Un homme de New York est accusé de cyberharcèlement. Il aurait partagé des images dénudées générées par intelligence artificielle et des messages racistes fabriqués. Il a utilisé de faux profils sur les réseaux sociaux pour s’en prendre à une étudiante d’une université de Géorgie.
Anthony Belford, âgé de 21 ans, a été présenté à un juge le 10 juin. Un grand jury fédéral a rendu un acte d’accusation qui le charge pour un fait de harcèlement en ligne.
L’accusé et la victime fréquentaient le même établissement universitaire pendant l’année scolaire 2023-2024. Quand la victime a été transférée dans une université de Géorgie en août 2024, Belford aurait eu connaissance de ce changement et aurait commencé à la cibler à son nouveau lieu d’études.
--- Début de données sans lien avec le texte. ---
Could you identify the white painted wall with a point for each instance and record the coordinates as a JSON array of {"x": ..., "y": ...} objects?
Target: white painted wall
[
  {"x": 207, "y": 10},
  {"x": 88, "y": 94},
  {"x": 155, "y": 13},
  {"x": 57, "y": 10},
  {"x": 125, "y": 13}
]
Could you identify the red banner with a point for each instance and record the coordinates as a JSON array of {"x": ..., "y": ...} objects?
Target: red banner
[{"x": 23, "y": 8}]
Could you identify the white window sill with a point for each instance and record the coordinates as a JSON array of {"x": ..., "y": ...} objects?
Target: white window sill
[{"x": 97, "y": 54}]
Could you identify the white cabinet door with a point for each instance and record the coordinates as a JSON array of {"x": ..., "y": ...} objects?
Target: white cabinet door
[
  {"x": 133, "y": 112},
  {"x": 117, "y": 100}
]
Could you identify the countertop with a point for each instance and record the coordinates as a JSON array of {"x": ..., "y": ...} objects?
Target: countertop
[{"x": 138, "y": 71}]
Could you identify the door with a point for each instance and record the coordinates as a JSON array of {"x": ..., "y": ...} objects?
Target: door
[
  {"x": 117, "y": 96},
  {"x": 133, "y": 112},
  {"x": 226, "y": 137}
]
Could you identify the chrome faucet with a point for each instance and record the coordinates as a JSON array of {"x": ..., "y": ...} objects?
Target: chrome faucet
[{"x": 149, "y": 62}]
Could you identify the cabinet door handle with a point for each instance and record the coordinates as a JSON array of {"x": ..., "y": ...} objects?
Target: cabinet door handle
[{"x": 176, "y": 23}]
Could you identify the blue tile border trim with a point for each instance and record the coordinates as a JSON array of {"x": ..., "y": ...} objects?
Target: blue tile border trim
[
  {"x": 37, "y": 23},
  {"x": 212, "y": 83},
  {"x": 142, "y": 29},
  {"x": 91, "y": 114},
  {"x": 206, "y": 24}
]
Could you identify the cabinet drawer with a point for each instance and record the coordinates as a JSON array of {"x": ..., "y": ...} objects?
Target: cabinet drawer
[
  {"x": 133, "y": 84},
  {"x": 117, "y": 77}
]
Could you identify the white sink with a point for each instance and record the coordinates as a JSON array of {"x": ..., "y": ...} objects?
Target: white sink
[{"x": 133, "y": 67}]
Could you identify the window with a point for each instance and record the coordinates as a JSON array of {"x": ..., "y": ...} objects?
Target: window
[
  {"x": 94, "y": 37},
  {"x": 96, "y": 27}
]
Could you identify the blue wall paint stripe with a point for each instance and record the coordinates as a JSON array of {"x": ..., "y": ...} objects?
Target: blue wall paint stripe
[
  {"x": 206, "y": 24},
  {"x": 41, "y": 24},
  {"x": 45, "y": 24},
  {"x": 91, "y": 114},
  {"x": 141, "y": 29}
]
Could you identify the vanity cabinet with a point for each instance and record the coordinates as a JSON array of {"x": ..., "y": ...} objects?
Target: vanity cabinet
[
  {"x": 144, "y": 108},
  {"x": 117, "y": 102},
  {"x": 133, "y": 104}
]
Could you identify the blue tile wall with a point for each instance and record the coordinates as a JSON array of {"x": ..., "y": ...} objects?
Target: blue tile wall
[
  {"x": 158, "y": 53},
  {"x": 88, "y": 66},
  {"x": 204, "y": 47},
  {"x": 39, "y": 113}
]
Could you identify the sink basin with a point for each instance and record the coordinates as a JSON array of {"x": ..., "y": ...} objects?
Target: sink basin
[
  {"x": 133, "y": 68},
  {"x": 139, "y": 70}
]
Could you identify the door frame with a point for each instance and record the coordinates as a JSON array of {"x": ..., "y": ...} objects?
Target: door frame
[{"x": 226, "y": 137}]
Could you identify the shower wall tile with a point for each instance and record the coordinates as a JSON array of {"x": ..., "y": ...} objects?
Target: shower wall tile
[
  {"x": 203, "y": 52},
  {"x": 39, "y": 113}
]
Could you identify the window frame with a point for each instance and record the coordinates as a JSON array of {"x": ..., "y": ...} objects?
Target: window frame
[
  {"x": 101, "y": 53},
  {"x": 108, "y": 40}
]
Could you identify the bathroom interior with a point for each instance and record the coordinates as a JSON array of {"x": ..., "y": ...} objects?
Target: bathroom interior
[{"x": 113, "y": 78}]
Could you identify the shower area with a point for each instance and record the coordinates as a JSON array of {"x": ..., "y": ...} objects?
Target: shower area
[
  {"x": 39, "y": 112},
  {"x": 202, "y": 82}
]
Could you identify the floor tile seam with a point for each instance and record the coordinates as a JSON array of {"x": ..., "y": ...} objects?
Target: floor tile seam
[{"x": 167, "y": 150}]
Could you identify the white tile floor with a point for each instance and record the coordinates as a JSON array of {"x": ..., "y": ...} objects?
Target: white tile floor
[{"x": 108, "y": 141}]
Les documents judiciaires précisent que l’homme a créé de faux comptes sur Instagram, LinkedIn, Reddit, X, Strava et Yahoo entre janvier et mars 2025. Il se faisait passer pour la victime. Il a diffusé des photos dénudées produites par IA et il a répandu de fausses allégations. Selon ces mensonges, la victime aurait tenu des propos racistes sur les étudiants noirs et des déclarations anti-musulmanes.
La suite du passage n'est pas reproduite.